When I began writing for a living, my feeling was that my job was to give the reader something vivid, quick and concrete that she couldn’t get in any other form; a writer was an information-gathering machine, I thought, and especially as a journalist, my job was to go out into the world and gather details, moments, impressions as visual and immediate as TV. Facts were what we needed most. And if you watched the world closely enough, I believed (and still do), you could begin to see what it would do next, just as you can with a sibling or a friend; Don DeLillo or Salman Rushdie aren’t mystics, but they can tell us what the world is going to do tomorrow because they follow it so attentively.
Yet nowadays the planet is moving too fast for even a Rushdie or DeLillo to keep up, and many of us in the privileged world have access to more information than we know what to do with. What we crave is something that will free us from the overcrowded moment and allow us to see it in a larger light. No writer can compete, for speed and urgency, with texts or CNN news-flashes or RSS feeds; but any writer can try to give us the depth, the nuances—the “gaps,” as Annie Dillard calls them–that don’t show up on many screens. Not everyone wants her being reduced to a sound-byte or a bumper sticker.

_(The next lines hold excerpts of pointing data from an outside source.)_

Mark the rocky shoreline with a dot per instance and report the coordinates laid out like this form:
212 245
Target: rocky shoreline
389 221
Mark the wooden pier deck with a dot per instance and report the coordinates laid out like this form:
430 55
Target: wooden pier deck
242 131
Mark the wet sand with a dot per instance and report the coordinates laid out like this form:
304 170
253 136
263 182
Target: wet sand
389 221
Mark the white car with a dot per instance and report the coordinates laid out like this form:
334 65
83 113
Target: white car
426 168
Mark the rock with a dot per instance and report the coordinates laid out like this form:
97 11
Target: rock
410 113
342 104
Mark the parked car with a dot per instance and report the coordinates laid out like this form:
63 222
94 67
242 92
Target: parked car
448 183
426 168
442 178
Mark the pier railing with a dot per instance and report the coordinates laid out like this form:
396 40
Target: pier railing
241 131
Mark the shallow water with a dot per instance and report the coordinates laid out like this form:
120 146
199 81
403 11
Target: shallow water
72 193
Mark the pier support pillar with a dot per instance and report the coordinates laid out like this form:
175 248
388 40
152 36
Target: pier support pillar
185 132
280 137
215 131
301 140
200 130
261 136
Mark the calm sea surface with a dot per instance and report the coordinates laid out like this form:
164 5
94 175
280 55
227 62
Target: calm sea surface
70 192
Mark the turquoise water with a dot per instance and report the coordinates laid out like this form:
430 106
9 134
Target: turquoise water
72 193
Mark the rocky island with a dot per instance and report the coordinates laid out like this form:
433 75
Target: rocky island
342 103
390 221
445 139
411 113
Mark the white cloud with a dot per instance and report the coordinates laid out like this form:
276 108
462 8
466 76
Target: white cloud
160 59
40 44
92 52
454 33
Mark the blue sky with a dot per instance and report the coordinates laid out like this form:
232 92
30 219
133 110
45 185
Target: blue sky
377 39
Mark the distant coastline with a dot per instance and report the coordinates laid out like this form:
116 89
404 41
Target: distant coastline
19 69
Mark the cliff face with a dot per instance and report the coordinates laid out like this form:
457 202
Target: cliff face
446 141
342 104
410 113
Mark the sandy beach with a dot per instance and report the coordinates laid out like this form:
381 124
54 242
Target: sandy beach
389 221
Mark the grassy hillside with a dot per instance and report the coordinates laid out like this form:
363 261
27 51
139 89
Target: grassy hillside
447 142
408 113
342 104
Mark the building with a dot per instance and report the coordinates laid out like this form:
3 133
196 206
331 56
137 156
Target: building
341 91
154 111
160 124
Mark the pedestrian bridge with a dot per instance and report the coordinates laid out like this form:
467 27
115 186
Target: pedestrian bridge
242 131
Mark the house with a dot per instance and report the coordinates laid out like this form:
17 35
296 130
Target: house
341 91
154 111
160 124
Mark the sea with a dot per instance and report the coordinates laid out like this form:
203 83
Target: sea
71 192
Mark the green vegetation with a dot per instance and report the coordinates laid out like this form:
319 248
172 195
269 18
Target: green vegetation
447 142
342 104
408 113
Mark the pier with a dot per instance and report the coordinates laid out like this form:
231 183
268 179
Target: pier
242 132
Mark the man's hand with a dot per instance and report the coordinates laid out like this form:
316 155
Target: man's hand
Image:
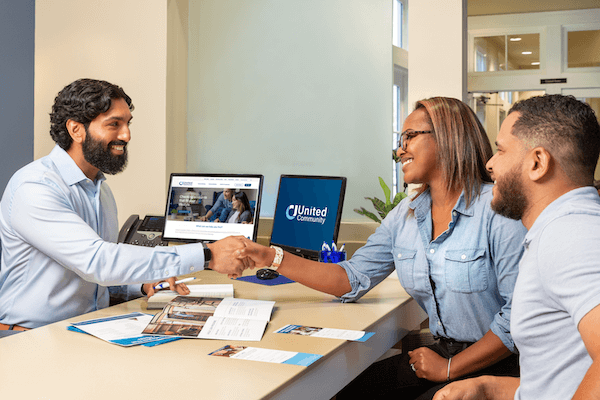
259 255
429 365
180 288
226 256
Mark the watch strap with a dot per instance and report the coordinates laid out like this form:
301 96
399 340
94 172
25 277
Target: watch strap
278 257
207 255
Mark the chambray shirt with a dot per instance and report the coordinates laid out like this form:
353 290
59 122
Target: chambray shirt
58 231
558 284
463 279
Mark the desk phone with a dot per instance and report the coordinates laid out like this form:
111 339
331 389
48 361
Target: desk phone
143 232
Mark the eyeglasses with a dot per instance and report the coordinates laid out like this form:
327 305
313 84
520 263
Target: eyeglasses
407 135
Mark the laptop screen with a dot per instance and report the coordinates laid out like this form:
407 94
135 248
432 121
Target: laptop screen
308 212
209 207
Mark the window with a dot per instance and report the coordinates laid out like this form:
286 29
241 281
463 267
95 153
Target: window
507 52
583 49
400 23
399 100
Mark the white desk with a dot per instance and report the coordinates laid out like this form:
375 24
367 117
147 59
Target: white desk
53 363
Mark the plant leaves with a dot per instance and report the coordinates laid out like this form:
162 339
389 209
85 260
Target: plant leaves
386 190
368 214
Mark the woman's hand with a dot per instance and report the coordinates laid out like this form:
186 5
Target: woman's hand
429 365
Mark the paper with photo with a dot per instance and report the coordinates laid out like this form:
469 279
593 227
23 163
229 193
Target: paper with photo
330 333
266 355
212 318
124 330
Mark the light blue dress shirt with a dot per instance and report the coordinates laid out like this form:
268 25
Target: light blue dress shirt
464 279
59 252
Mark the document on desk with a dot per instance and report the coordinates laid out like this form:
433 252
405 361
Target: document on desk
163 297
212 318
124 330
330 333
266 355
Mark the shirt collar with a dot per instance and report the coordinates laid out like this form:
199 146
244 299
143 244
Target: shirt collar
68 169
565 204
423 202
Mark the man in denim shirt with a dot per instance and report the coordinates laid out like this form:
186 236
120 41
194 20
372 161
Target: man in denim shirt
548 149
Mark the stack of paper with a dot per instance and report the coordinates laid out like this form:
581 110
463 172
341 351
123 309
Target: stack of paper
161 298
212 318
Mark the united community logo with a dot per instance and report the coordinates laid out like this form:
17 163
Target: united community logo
301 213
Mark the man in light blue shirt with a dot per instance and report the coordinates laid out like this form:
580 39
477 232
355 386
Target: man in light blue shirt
548 149
58 220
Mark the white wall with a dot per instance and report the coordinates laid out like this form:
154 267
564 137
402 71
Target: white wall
123 42
437 49
292 87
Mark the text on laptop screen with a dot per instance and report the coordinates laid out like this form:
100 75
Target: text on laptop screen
308 212
210 207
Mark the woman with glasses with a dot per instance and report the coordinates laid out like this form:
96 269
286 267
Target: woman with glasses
452 253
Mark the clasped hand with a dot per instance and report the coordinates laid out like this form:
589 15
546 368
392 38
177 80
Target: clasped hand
429 365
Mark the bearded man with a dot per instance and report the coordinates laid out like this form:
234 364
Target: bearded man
59 227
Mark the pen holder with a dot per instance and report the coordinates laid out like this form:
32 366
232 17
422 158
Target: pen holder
332 256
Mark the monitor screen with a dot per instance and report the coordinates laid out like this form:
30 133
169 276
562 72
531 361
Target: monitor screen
308 212
209 207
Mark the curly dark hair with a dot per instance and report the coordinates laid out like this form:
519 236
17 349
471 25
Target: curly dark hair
566 127
82 101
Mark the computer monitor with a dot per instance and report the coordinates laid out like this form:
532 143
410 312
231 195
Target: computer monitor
308 212
192 196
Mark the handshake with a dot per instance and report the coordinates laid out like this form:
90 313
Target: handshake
230 256
234 254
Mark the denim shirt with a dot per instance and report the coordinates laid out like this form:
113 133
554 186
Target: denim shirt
464 279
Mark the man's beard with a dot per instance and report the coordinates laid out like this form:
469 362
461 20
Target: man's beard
510 201
99 155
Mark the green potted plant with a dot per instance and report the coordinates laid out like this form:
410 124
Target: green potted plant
383 208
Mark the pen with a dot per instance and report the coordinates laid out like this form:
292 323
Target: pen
165 285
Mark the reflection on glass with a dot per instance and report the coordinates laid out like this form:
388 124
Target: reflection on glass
523 51
507 52
583 49
490 53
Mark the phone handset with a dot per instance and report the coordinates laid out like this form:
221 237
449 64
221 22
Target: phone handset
128 228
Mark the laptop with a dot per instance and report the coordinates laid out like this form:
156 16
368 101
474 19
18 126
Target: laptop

Enter (I hope) the long sentence: the collection of clauses that is so many-chambered and lavish and abundant in tones and suggestions, that has so much room for near-contradiction and ambiguity and those places in memory or imagination that can’t be simplified, or put into easy words, that it allows the reader to keep many things in her head, her heart at the same time, and to descend, as by a spiral staircase, deeper into herself and those things that won’t be squeezed into either/ors. With each clause, we’re taken deeper, further from trite conclusions—or so at least is the hope—and away from reductionism, as if the writer were a dentist, saying “Open wider” so that he can probe the tender and neglected spaces in the reader (though in this case it’s not the mouth that he’s attending to but the mind).

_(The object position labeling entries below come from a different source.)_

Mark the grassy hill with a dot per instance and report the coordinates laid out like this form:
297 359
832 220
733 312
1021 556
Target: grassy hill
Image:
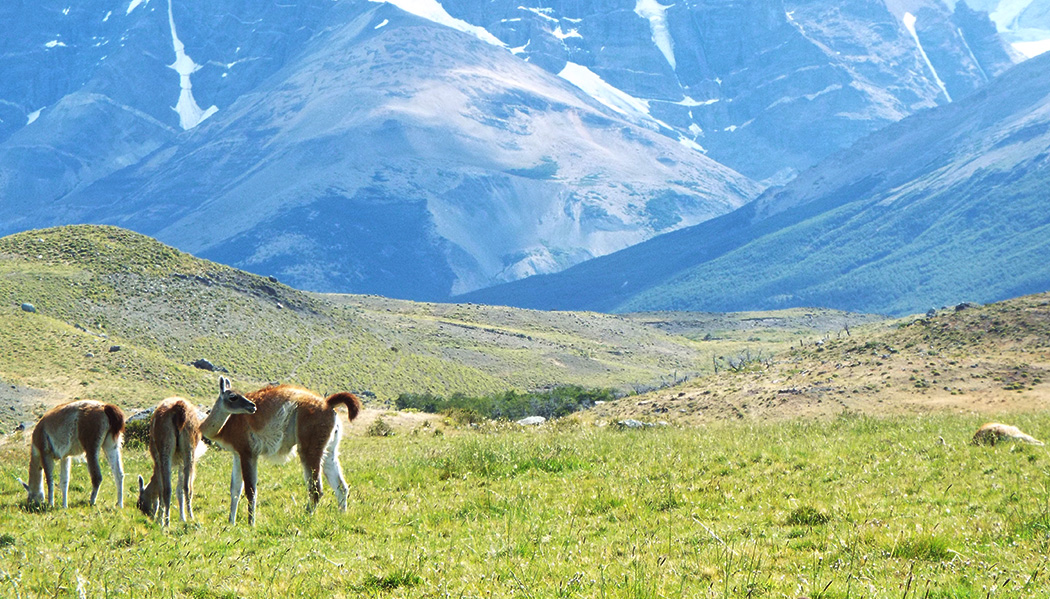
98 287
989 359
786 488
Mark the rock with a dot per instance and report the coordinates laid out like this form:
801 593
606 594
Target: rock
207 365
531 420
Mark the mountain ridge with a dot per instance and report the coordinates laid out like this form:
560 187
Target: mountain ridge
853 232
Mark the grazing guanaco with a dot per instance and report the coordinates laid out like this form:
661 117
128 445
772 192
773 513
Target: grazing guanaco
174 440
82 427
287 417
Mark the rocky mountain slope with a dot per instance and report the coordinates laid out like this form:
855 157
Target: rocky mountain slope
420 149
348 146
768 87
944 207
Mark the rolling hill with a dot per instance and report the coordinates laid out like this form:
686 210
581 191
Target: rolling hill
120 316
991 359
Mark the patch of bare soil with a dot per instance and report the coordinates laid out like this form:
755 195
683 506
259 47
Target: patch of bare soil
400 422
22 406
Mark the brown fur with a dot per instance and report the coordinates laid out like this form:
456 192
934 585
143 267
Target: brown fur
174 439
72 429
287 417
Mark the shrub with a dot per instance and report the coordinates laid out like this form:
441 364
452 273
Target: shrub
510 405
379 428
807 516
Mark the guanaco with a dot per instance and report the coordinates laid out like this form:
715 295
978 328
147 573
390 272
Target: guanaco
82 427
286 417
174 440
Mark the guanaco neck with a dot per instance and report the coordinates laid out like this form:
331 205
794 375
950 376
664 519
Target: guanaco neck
215 420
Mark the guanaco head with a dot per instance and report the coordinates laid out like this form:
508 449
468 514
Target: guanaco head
233 401
149 500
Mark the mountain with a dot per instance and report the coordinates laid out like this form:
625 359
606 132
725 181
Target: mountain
420 149
1024 23
348 146
946 206
119 316
768 87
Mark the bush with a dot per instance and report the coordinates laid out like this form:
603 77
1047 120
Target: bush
509 405
137 433
379 428
806 516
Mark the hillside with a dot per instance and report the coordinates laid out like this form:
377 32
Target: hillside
963 218
970 359
96 287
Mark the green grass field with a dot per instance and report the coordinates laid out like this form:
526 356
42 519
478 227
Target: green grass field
856 507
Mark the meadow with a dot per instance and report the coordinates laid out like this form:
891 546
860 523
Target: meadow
852 507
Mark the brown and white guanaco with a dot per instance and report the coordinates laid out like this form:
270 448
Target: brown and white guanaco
287 417
82 427
174 440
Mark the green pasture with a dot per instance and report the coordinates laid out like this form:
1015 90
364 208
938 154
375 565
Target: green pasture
857 507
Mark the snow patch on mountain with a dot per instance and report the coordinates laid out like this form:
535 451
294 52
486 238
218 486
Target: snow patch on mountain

“There was a little stoop of humility,” Alan Hollinghurst writes in a sentence chosen almost at random from his recent Stranger’s Child, “as she passed through the door, into the larger but darker library beyond, a hint of frailty, an affectation of bearing more than her fifty-nine years, a slight bewildered totter among the grandeur that her daughter now had to pretend to take for granted” (and the reader may notice—though she doesn’t have to–that “humility” has rather quickly elided into “affectation,” and the point of view has shifted by the end of the sentence and the physical movement through the rooms accompanies a gradual inner movement that progresses through four parallel clauses, each of which, though legato, suggests a slightly different take on things).
Many a reader will have no time for this; William Gass or Sir Thomas Browne may seem long-winded to him, the equivalent of driving from L.A., to San Francisco by way of Death Valley, Tijuana and the Sierras. And a highly skilled writer, a Hemingway or James Salter, can get plenty of shading and suggestion into even the shortest and straightest of sentences. But too often nowadays our writing is telegraphic as a way of keeping our thinking simplistic, our feeling slogan-crude. The short sentence is the domain of uninflected talk-radio rants and shouting heads on TV who feel that qualification or subtlety is an assault on their integrity (and not, as it truly is, integrity’s greatest adornment).